The "Impossible Triad" Is Fundamentally a Pseudo-Problem
The article argues that blockchain's fundamental limitation is not the scalability trilemma (decentralization, scalability, security), which has been largely solved, but the lack of **privacy** and, until recently, clear **legitimacy**.
Blockchain is described as a slow, expensive, globally shared computer whose core value is censorship resistance and verifiability. While ideal for native digital assets like money (e.g., stablecoins), its default transparency acts as a **tax**, exposing all transactions and enabling MEV extraction, which deters serious institutional capital.

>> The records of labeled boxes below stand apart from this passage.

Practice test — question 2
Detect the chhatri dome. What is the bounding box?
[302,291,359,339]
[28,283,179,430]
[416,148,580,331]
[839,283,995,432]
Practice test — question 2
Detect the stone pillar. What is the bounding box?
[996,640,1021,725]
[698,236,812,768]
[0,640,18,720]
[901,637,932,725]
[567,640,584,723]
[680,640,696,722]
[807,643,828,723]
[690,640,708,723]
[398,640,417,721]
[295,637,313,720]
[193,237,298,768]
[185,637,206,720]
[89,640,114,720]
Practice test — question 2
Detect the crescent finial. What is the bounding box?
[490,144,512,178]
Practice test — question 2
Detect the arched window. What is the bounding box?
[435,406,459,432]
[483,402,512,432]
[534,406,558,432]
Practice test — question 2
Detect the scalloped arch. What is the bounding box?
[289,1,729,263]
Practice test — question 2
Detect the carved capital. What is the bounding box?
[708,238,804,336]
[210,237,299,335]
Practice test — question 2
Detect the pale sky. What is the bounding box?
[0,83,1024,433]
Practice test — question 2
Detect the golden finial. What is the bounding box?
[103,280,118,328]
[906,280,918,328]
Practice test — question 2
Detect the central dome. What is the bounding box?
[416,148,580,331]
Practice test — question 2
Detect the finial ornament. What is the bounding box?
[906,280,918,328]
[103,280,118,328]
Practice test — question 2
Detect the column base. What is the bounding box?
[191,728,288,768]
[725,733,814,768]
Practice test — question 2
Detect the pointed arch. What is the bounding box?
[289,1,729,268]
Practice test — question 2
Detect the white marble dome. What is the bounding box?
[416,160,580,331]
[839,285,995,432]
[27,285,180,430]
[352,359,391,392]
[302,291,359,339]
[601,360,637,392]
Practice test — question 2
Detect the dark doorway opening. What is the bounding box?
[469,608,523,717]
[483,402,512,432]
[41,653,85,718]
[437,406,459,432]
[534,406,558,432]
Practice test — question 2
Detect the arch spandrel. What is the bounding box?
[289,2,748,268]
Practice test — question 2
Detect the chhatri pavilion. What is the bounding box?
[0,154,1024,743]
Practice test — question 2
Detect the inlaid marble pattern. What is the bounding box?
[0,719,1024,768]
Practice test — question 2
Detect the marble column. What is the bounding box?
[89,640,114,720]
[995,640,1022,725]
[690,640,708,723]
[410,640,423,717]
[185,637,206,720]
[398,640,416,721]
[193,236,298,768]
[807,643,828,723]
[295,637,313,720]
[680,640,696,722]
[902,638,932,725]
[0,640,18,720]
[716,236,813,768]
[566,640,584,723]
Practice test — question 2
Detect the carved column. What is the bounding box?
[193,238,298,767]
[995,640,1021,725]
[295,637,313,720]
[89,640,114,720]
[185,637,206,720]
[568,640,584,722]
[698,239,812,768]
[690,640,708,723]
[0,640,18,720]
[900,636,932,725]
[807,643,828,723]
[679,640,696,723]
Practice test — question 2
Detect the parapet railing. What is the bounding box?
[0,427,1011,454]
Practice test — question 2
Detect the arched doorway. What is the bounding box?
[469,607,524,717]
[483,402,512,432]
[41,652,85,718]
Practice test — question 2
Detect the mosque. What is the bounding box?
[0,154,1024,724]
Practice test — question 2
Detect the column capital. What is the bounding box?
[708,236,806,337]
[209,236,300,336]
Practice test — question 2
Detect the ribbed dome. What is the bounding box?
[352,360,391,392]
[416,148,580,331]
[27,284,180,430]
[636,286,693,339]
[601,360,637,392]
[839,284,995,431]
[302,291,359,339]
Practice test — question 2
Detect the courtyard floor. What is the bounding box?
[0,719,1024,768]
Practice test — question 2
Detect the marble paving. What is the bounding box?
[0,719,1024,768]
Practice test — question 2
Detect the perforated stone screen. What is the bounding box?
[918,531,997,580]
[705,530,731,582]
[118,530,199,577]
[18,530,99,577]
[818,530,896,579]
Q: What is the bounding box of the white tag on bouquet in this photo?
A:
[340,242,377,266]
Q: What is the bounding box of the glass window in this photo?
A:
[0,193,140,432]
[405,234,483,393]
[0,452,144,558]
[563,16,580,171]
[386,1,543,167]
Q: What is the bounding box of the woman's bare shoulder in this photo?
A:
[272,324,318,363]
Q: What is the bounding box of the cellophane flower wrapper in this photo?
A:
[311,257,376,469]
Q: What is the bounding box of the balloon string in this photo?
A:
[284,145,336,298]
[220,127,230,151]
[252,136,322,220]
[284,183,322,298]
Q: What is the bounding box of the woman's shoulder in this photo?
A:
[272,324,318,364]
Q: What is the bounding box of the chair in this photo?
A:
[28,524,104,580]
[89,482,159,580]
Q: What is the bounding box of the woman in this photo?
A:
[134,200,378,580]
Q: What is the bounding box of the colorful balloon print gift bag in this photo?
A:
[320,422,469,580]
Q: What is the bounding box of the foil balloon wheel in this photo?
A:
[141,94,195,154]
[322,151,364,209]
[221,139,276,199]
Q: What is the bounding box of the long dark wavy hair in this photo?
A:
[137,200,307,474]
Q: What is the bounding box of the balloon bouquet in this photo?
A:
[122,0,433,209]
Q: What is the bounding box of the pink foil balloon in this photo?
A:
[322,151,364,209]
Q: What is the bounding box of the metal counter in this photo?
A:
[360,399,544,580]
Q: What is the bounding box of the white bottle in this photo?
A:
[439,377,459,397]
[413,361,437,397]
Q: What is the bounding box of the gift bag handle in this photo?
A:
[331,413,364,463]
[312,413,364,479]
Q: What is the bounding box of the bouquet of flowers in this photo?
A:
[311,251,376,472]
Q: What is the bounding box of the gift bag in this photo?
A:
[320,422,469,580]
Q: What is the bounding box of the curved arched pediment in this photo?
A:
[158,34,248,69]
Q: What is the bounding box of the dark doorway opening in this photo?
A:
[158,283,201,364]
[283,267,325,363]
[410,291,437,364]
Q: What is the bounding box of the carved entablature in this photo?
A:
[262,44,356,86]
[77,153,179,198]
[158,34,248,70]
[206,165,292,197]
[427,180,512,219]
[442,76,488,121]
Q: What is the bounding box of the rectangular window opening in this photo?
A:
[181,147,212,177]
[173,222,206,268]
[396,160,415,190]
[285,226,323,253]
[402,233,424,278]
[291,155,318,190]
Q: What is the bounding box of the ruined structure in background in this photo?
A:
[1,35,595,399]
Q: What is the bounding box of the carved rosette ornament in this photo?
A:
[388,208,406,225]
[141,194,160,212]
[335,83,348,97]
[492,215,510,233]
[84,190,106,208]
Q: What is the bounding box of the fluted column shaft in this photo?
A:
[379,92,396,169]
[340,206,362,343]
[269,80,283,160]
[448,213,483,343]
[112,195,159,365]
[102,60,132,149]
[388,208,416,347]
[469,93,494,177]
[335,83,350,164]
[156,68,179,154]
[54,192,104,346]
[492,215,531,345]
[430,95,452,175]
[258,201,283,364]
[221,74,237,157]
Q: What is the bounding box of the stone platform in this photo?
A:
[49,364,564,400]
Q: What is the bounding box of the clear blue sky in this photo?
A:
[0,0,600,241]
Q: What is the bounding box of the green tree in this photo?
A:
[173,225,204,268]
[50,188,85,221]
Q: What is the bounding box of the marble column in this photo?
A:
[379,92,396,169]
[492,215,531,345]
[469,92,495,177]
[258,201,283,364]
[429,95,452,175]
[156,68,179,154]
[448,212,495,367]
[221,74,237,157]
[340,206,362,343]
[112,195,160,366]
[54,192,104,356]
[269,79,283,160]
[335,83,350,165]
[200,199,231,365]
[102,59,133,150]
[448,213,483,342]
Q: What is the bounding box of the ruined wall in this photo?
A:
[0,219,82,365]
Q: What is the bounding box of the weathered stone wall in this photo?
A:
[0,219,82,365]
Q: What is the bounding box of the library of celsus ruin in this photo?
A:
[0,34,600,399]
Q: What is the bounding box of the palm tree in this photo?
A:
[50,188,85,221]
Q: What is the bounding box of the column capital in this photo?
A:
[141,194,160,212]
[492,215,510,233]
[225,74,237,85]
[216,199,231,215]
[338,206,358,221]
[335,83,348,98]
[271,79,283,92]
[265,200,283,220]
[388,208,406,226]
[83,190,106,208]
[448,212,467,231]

Simultaneously, its permissionless nature created regulatory ambiguity.
The piece contends that **privacy** is the missing critical feature. It rejects the false choice between total transparency and complete anonymity. Modern cryptography (like zero-knowledge proofs) enables **compliant privacy**: users can prove facts (solvency, KYC status, compliance) without revealing the underlying sensitive data (specific holdings, identities). This preserves auditability for regulators and eliminates the leak of financial information.
With recent regulatory progress (e.g., the GENIUS Act) addressing legitimacy, adding default, provably compliant privacy becomes a pure upgrade. It transforms blockchain from a costly, public ledger into a confidential settlement layer, finally bridging the gap to mainstream institutional and individual adoption of on-chain finance.